Obecnie uznano, że transmisja wirusa SARS-CoV-2 od matki do płodu jest niemożliwa. Badania przeprowadzone wśród noworodków urodzonych przez matki z COVID-19 pokazują, że żadne dziecko nie miało pozytywnego wyniku testu na obecność koronawirusa. Nie oznacza to jednak, że nie istnieje możliwość zakażenia się noworodka od matki zaraz po urodzeniu się.
Adam Pietrzak*: Ja wożę noworodki i nasz zakres jest od tzw. zera do pięć i pół kilo, bo tyle wchodzi do cieplarki transportowej (inkubatora). Jesteśmy specjalistycznym transportem noworodkowym, dla najmłodszych, którzy wymagają intensywnej terapii. Takie dzieci trzeba przewieźć np. z oddziału noworodkowego na zabiegowy. Nas to jeszcze bezpośrednio nie dotyczy. Nie mieliśmy takiego pacjenta.

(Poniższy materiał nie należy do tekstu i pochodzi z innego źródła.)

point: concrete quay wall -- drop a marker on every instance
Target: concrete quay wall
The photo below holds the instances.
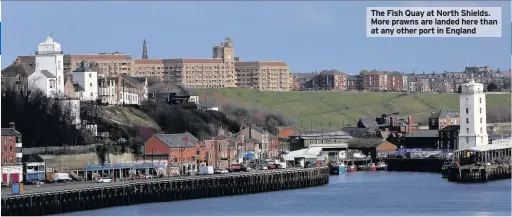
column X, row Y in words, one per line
column 415, row 165
column 162, row 190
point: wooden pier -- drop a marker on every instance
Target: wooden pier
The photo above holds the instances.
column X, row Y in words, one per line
column 478, row 173
column 160, row 190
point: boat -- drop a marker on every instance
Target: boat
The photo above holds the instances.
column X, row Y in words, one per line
column 373, row 167
column 352, row 168
column 446, row 168
column 382, row 166
column 337, row 169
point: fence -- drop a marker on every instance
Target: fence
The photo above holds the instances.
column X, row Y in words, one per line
column 59, row 150
column 416, row 153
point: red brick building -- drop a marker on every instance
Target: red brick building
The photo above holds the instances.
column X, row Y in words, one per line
column 397, row 82
column 182, row 151
column 224, row 152
column 354, row 82
column 12, row 169
column 374, row 80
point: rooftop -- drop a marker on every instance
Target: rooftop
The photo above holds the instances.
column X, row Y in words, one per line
column 423, row 134
column 178, row 140
column 364, row 142
column 17, row 68
column 10, row 132
column 445, row 113
column 450, row 128
column 47, row 74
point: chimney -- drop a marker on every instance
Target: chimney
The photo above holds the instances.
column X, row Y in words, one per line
column 409, row 120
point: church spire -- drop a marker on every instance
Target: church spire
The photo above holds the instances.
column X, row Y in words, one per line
column 144, row 50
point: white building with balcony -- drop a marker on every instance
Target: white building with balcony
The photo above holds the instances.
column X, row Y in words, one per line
column 473, row 123
column 50, row 57
column 87, row 78
column 44, row 81
column 108, row 90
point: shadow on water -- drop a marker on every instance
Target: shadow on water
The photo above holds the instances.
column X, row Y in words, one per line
column 358, row 193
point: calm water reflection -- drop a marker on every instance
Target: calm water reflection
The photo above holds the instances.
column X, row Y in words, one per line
column 360, row 193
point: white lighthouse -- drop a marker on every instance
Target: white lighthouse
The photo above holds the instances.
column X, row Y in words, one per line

Jesteśmy przygotowani. Zabieramy karetkę i jedziemy do bazy. W bazie pobieramy stroje ochronne. W strojach ochronnych lepimy się plastrem i jedziemy po tego pacjenta. Pacjenta odbieramy, wkładamy do cieplarki i wieziemy do szpitala, który będzie kontynuował procedury leczenia. Wracamy znowu do bazy, gdzie musimy zdjąć stroje, umyć całą karetkę, cieplarkę, dokonać dezaktywacji i gazowania. W zasadzie różnica dokładności postępowania jest tylko taka, że tym razem jedziemy w niewygodnych strojach. Jeżeli chodzi o systemy sterylności i dostępu do pacjenta, to się nic nie zmienia.
Jeżeli chodzi o intensywne terapie, dla noworodków zakażonych, to podjęło się tego Uniwersyteckie Centrum Kliniczne Warszawskiego Uniwersytetu Medycznego na Żwirki i Wigury.
Będą tam miejsca dla dzieci od urodzenia do 18. roku życia. Warto wspomnieć, że dzieci, które dostaną się na kwarantannę, będą odizolowane od rodziców.
Rodzic nie może opiekować się dzieckiem, ponieważ nie zostanie wpuszczony na oddział. Takiego rodzica trzeba byłoby gdzieś zakwaterować, jest to niemożliwe.
Matka zbliżająca się do porodu, która ma urodzić nowego człowieka, może się zakazić od rodziny i ona może być przenośnikiem. Ważne jest to, że ta infekcja nie jest bezpośrednio groźna dla pacjentów pediatrycznych. Pacjenci pediatryczni znoszą ją stosunkowo dobrze. Oczywiście trzeba brać pod uwagę, że istnieją pacjenci, którzy mają choroby wrodzone, onkologiczne, niewydolności krążenia, niewydolności oddechowe, choroby układowe, które mogą w przypadku nawet najprostszej infekcji stać się ogromnym problemem. Ci pacjenci są z grupy ryzyka, ponieważ mogą nie przeżyć takiej infekcji.
Dychawica oskrzelowa nie jest aż taka drastyczna, jak w przypadkach pacjentów onkologicznych. Ogromna grupa pacjentów onkologicznych z racji immunosupresji, czyli upośledzenia własnej odporności, jest bardziej podatna na tego typu infekcję układu oddechowego. Koronawirus jest dla nich śmiertelnym zagrożeniem. To nie jest tylko choroba osób starszych.
*Adam Pietrzak - Lekarz specjalista z zakresu anestezjologii i intensywnej terapii oraz medycyny ratunkowej.